I'm glad to have found such a great site, tomorrow we go shopping for our 1st Outback. We hope to purchase a 31 RQ-S the dealer says he has one loaded I believe in a Sydney Series. Any comments will be appreciated. We will send our donation the day we become owners of the outback T/T. Thank you all for giving us the chance to read about this great camper and all the people in the forums.







Thanks again!!!!


----------



## Not Yet (Dec 13, 2004)

Welcome.

A few things to think about when your dealer is trying to sell you OPTIONS. The 31RQS only come in the "Sydney" line. The trailer you will look at is not an upgrade from any other 31RQS. All of the "options" come standard from the factory. The dealer can only choose color when ordering from the factory. Do not let the dealership try to tell you that they are paying extra for any of that stuff. The negociable parts are batteries, hitches and dealer add ons (maxx air vents, slide toppers, quickie flush, the list is endless). Ensure when talking price that the dealer itemizes EVERYTHING. Some will try to toss in delivery fees or pre fees. As long as you get to see the bottom line out the door price, you can comparison shop. Never take the first offer. Good luck and let us know how it goes.

Jared


----------



## Sexy Momma (Apr 18, 2005)

Good luck with the purchase and let us know how it went.

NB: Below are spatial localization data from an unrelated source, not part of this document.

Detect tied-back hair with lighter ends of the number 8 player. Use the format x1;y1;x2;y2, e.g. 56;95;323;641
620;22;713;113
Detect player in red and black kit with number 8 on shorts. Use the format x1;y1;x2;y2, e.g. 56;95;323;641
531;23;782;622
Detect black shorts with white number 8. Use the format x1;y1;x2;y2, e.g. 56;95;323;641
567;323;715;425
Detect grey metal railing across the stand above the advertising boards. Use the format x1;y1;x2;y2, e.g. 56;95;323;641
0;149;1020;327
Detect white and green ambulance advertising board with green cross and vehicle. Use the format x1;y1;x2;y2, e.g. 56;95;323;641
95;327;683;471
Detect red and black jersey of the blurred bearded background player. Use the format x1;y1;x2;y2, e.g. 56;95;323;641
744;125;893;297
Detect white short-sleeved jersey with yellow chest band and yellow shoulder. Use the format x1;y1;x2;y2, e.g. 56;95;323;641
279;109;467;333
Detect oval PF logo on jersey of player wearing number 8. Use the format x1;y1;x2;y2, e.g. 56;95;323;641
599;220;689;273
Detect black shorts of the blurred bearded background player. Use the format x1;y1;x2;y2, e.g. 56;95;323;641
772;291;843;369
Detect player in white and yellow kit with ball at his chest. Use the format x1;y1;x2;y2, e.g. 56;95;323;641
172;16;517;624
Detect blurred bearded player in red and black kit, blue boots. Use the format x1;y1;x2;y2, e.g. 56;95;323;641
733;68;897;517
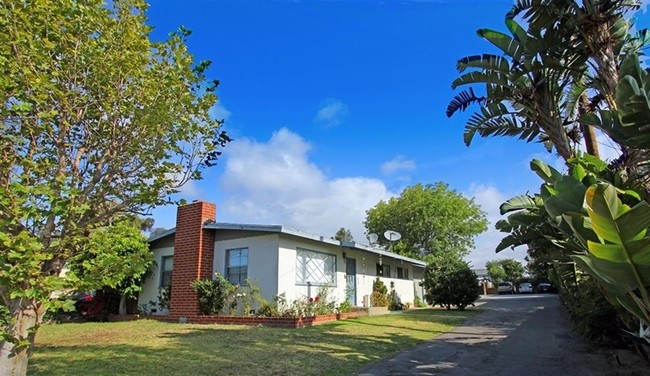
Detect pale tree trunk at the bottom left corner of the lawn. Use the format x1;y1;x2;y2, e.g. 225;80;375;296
0;304;45;376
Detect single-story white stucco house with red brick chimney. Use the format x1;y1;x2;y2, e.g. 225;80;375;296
138;201;426;316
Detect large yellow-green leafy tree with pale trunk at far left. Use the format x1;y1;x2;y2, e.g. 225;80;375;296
0;0;229;375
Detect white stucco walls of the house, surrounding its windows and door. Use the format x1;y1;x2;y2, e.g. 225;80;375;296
138;231;422;314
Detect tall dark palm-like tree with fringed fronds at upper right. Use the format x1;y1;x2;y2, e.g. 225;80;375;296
447;0;647;161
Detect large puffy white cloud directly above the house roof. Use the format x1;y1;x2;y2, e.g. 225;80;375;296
217;128;393;243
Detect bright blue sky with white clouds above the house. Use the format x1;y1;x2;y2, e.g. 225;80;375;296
147;0;650;268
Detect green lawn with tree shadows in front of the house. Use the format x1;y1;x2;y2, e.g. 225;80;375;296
28;309;478;376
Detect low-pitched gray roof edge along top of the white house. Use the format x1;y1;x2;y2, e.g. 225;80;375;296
149;222;427;267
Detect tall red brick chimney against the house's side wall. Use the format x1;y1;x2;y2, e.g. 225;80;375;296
169;201;217;317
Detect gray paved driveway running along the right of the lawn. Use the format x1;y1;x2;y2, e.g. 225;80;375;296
359;295;635;376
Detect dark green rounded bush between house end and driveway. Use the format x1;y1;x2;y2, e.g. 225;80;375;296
424;259;479;311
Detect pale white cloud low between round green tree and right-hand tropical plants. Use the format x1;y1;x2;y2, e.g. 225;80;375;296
465;184;526;269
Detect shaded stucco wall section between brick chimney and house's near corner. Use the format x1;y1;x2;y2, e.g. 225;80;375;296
213;234;279;300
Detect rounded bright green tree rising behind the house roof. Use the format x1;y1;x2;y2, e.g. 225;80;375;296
364;183;487;259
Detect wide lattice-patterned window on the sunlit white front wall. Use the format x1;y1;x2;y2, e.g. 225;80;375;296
296;249;336;286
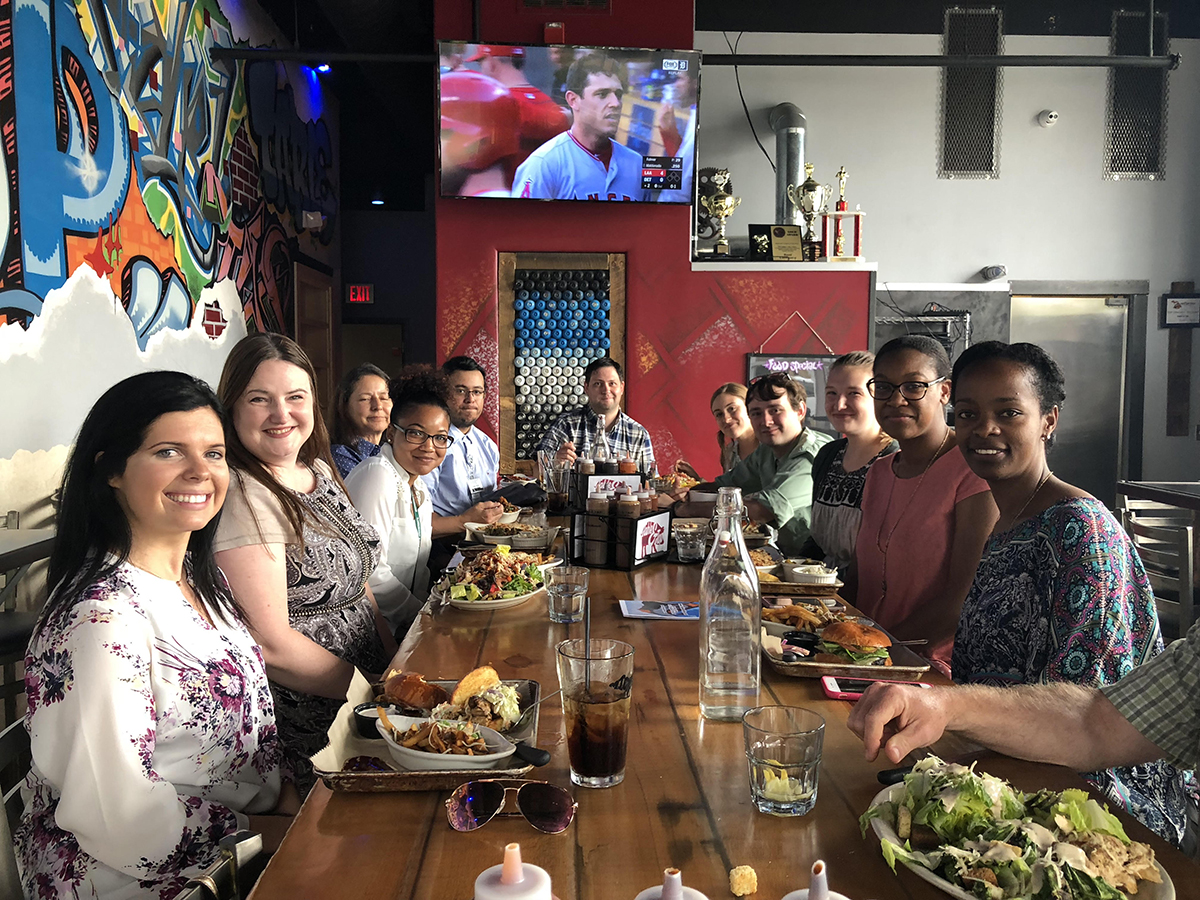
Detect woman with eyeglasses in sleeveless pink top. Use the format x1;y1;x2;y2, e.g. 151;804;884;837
854;335;998;676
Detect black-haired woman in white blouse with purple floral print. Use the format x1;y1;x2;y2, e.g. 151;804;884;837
14;372;298;900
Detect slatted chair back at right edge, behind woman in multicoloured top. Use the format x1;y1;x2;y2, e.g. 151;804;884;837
1126;512;1195;640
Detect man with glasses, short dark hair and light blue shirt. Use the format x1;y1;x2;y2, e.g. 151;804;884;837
422;356;503;538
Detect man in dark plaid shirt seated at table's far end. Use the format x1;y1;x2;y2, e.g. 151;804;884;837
538;356;655;473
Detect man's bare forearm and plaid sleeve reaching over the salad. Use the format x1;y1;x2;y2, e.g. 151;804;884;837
847;622;1200;787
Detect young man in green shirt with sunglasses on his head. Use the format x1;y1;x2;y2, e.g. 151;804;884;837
677;372;832;556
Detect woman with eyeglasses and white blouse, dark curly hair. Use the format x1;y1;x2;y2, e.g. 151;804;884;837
346;368;455;638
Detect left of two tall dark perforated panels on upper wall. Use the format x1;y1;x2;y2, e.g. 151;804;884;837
937;6;1004;178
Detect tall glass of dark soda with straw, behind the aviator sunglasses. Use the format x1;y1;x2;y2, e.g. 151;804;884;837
556;638;634;787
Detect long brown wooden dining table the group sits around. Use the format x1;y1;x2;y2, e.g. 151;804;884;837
251;564;1200;900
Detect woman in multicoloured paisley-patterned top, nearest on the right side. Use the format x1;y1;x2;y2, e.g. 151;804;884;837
953;341;1187;844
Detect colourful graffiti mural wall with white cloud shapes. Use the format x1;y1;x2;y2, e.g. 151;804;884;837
0;0;338;535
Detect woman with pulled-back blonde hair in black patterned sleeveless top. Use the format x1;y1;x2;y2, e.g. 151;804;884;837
800;350;899;602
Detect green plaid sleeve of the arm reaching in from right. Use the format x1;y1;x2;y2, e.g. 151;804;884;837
1100;623;1200;769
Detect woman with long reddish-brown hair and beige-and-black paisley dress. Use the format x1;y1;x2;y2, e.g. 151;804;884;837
215;334;396;794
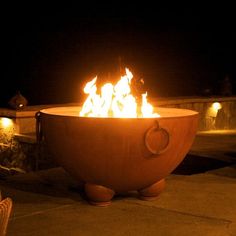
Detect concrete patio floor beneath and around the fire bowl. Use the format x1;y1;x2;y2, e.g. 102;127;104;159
0;132;236;236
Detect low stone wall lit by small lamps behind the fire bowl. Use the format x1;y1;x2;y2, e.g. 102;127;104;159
0;97;236;173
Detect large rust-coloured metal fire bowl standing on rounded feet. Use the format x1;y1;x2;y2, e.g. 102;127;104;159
38;68;198;206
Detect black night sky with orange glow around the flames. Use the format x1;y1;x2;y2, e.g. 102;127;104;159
0;3;236;106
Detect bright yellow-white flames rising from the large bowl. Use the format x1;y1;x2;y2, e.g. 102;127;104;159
80;68;159;118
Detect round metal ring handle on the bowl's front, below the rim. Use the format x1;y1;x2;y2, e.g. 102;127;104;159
144;120;170;155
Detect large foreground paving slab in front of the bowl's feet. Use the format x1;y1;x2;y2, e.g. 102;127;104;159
8;198;230;236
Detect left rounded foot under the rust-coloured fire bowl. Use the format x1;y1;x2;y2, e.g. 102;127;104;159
85;183;115;206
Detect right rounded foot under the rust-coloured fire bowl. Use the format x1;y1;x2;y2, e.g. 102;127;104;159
138;179;165;201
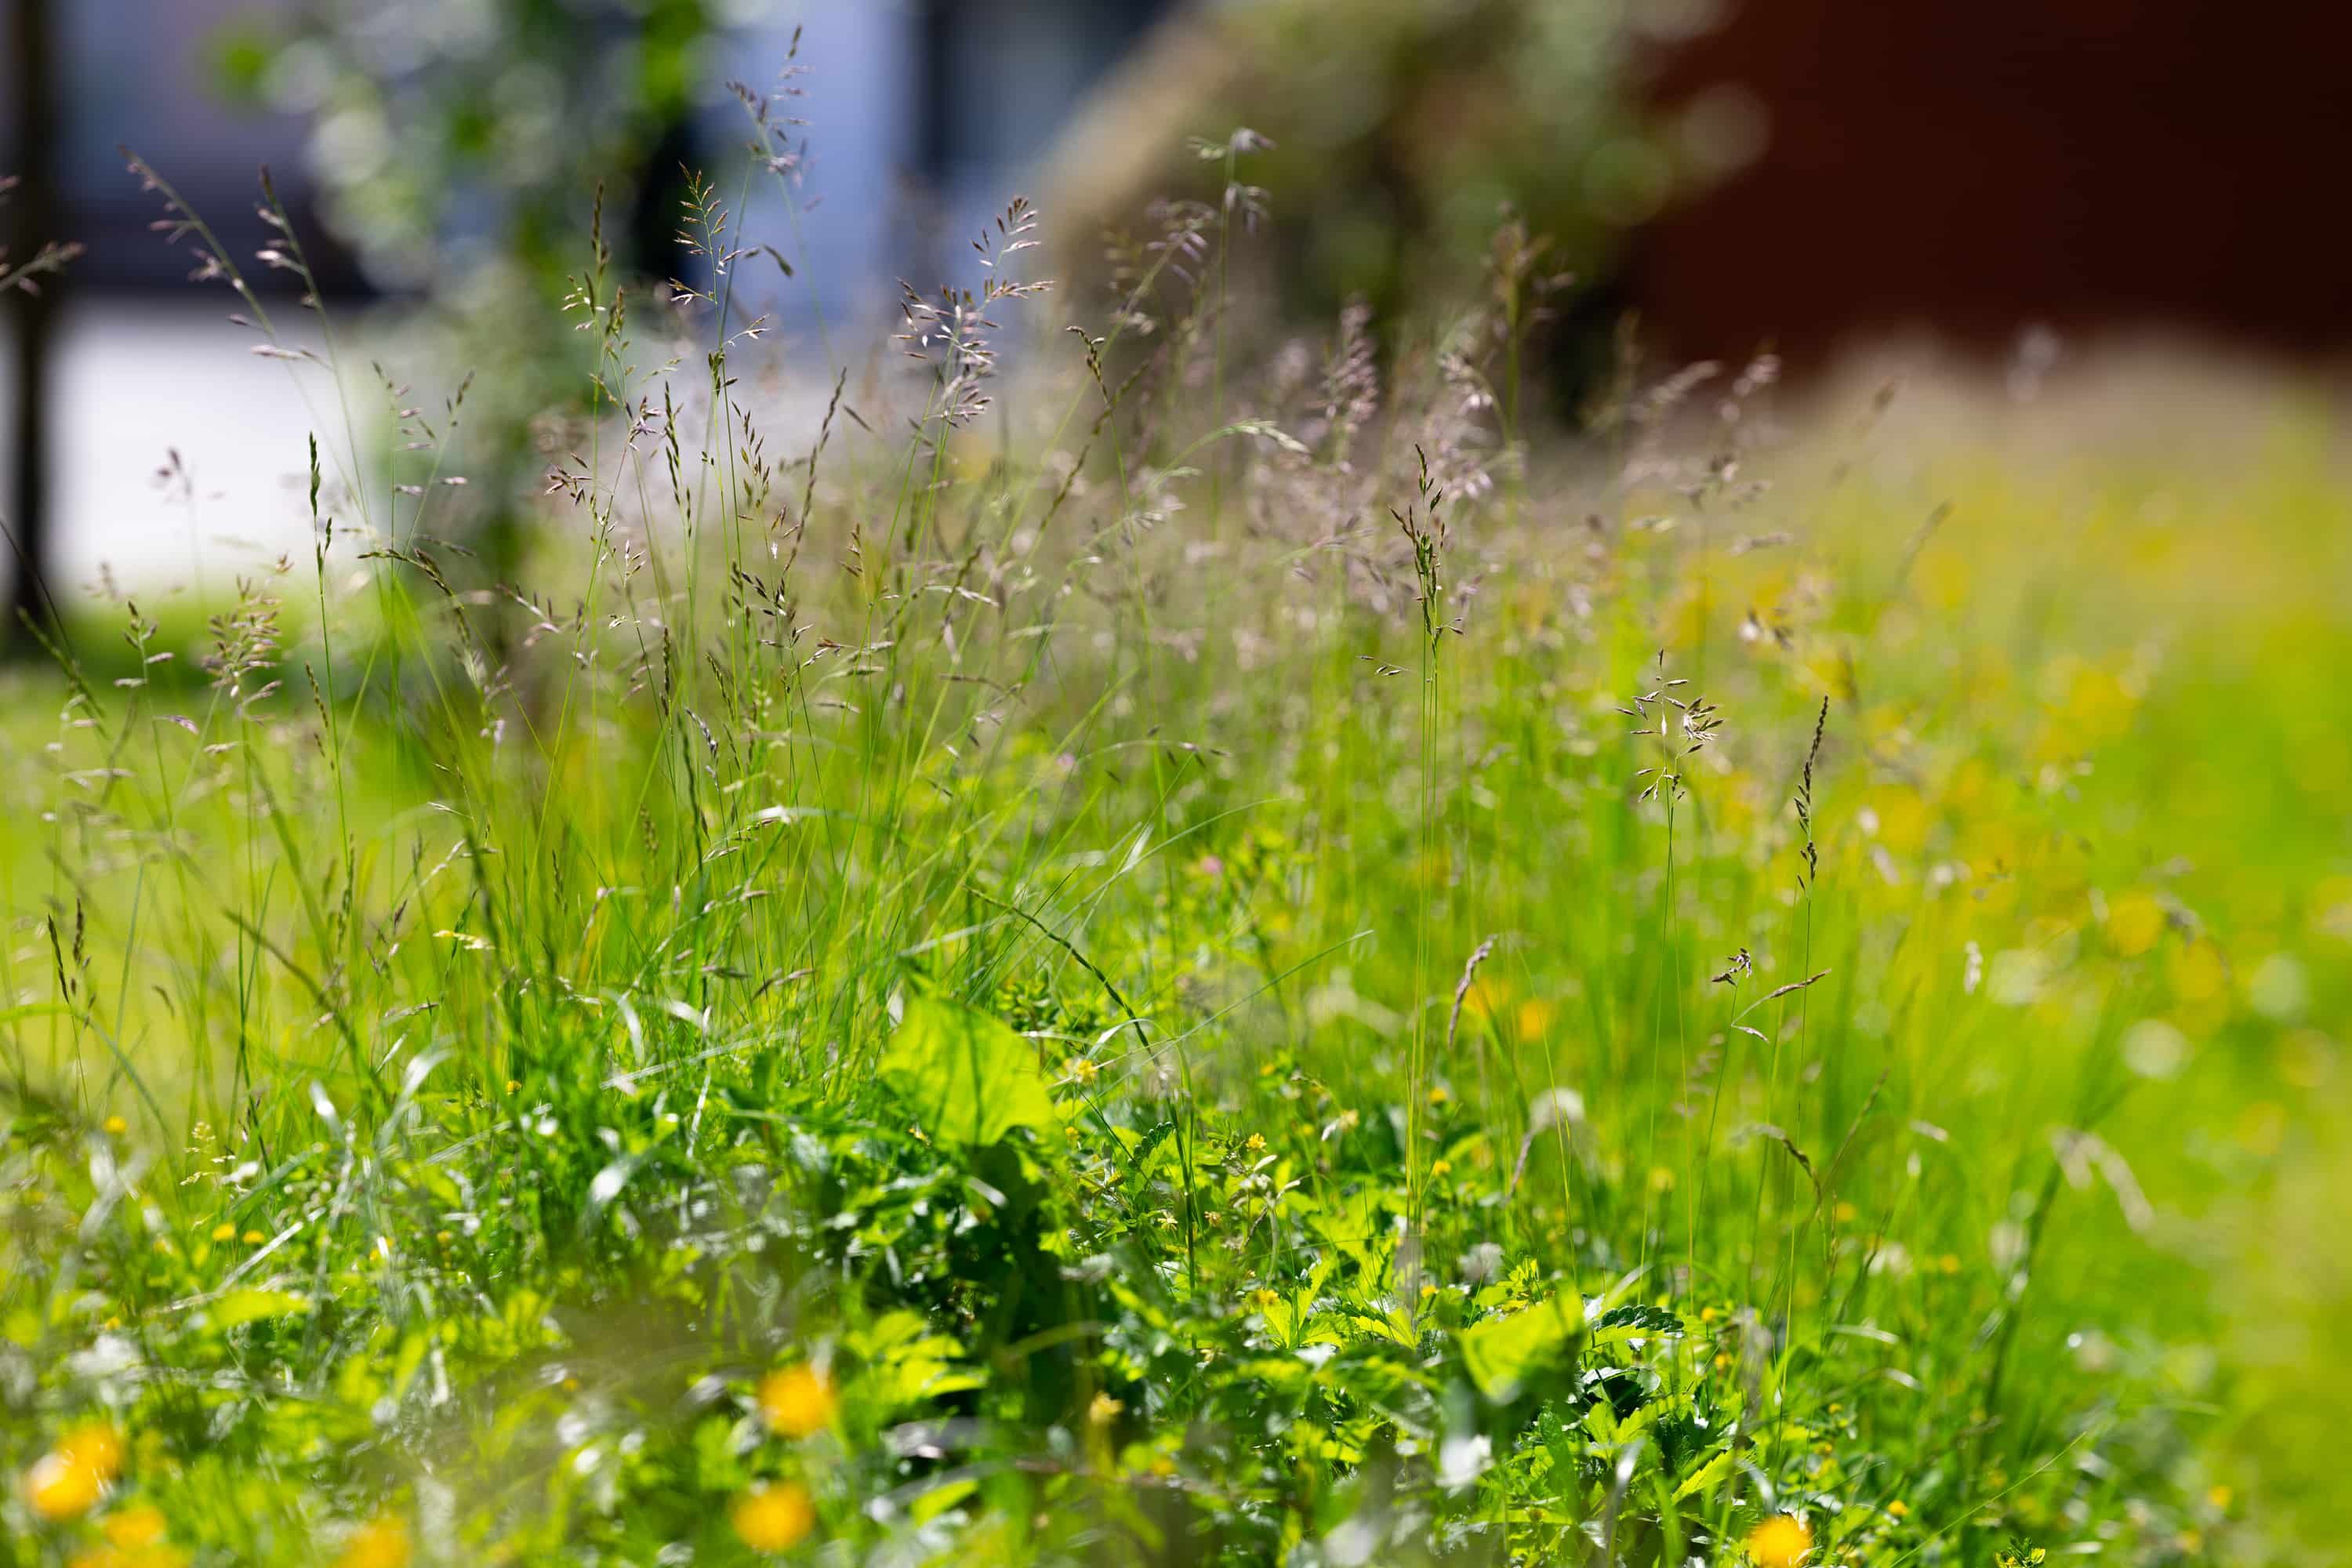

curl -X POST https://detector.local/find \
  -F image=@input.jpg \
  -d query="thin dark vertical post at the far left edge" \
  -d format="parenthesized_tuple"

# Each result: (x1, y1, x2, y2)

Now take a deep breath...and............GO FOR IT!

Really though, I want to wish you the best of luck tomorrow. I hope everything works out and you get a great deal.


----------



## ywhat2000 (Apr 24, 2005)

Sexy Momma said:


> Good luck with the purchase and let us know how it went.
> 
> Now take a deep breath...and............GO FOR IT!
> 
> ...


----------



## ywhat2000 (Apr 24, 2005)

Thank you ... i hope we are making the right choice. Hopefully we get a well built rig. from all i can rsearch it seems to be a great choice.


----------



## Oregon_Camper (Sep 13, 2004)

Welcome to our little group and GREAT choice on the Outback.


----------



## mswalt (Sep 14, 2004)

ywhat2000,

If you've got the TV, go with that TT! I love that 31!









Congrats on choosing Outback.

Mark


----------



## Castle Rock Outbackers (Jan 18, 2004)

Yeah, that 31 RQ-S is the "big daddy" of all Outback travel trailers. What are you towing with? That puppy is probably pushing 7,600 pounds dry including options and propane.

Randy


----------